Nakae S, Yamada M, Ito T, Chiba Y, Sasaki E, Sakamoto M, Tada K, Yamada T, Mori S
Neonatal Intensive Care Unit, Sendai Red Cross Hospital.
Tohoku J Exp Med. 1988 Jul;155(3):213-23. doi: 10.1620/tjem.155.213.
Monitoring of serum gentamicin concentrations and one-compartment pharmacokinetic analysis were performed in 41 preterm low birth weight infants (20 with birth weight of less than 1,500 g and 21 with birth weight of greater than or equal to 1,500 g) in the first week of life. Our dosing regimens, which were 2.0 mg/kg every 24 hr for the less than 1,500 g group and 2.0 mg/kg every 12 hr for the greater than or equal to 1,500 g group, successfully achieved the desired peak (4-8 micrograms/ml; 87.8%) and trough (less than or equal to 3 micrograms/ml; 97.5%) concentrations on the 4th day of treatment. In a one-compartment pharmacokinetic analysis, a large intersubject variability of pharmacokinetic parameters were observed on the 1st day of treatment. When we compared the parameters of the 1st day with those of the 4th day, apparent decreases in Vd and TBC were observed.
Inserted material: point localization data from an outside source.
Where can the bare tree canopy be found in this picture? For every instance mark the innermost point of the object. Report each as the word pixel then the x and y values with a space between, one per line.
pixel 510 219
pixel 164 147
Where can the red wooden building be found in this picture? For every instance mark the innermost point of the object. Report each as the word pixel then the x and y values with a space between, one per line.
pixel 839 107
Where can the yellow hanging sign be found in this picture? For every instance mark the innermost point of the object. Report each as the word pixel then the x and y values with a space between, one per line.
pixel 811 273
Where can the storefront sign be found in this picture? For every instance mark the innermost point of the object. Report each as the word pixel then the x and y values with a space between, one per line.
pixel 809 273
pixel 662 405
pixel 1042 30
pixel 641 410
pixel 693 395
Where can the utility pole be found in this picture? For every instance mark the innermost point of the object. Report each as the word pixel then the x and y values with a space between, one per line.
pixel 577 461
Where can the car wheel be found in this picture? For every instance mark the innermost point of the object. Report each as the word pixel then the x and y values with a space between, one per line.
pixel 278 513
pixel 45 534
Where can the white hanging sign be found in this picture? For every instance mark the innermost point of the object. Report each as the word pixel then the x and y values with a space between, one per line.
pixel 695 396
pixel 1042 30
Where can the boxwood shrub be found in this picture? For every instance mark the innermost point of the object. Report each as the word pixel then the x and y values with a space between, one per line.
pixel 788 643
The mean values for TBC and T1/2 or Kd of the two birth weight groups were significantly different from each other on the 4th day of treatment, suggesting a less maturity of renal functions in the less than 1,500 g group. The modified method of Sawchuk and Zaske was proven impractical in predicting steady-state serum concentrations because of an underestimation probably caused by the dramatic alteration of Vd due to a diuresis soon after birth. Based on these results, we recommend the above-described dosing regimen and emphasize the importance of a close monitoring of serum gentamicin concentrations and toxicities, instead of the individualized dosing approach in low birth weight infants in the first week of life.
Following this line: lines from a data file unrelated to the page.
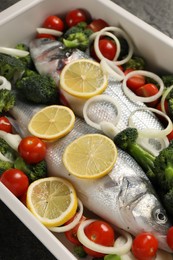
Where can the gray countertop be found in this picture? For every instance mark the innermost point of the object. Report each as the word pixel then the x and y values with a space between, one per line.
pixel 16 241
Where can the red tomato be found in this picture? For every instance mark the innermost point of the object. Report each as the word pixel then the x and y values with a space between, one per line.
pixel 148 90
pixel 97 25
pixel 107 48
pixel 170 237
pixel 101 233
pixel 16 181
pixel 75 16
pixel 54 22
pixel 170 136
pixel 32 149
pixel 71 235
pixel 135 82
pixel 45 35
pixel 5 124
pixel 145 246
对41例早产低体重儿(出生体重小于1500g的20例,出生体重大于或等于1500g的21例)在出生后第一周进行了血清庆大霉素浓度监测和单室药代动力学分析。我们的给药方案为:出生体重小于1500g的组每24小时2.0mg/kg,出生体重大于或等于1500g的组每12小时2.0mg/kg,在治疗第4天成功达到了预期的峰值(4 - 8微克/毫升;87.8%)和谷值(小于或等于3微克/毫升;97.5%)浓度。在单室药代动力学分析中,治疗第1天观察到药代动力学参数存在较大的个体间差异。当我们将第1天的参数与第4天的参数进行比较时,发现表观分布容积(Vd)和总清除率(TBC)明显下降。在治疗第4天,两个出生体重组的TBC以及T1/2或消除速率常数(Kd)的平均值存在显著差异,这表明出生体重小于1500g的组肾功能成熟度较低。由于出生后不久的利尿导致Vd急剧变化,可能造成低估,Sawchuk和Zaske的改良方法在预测稳态血清浓度方面被证明不实用。基于这些结果,我们推荐上述给药方案,并强调密切监测血清庆大霉素浓度和毒性的重要性,而不是在出生后第一周对低体重儿采用个体化给药方法。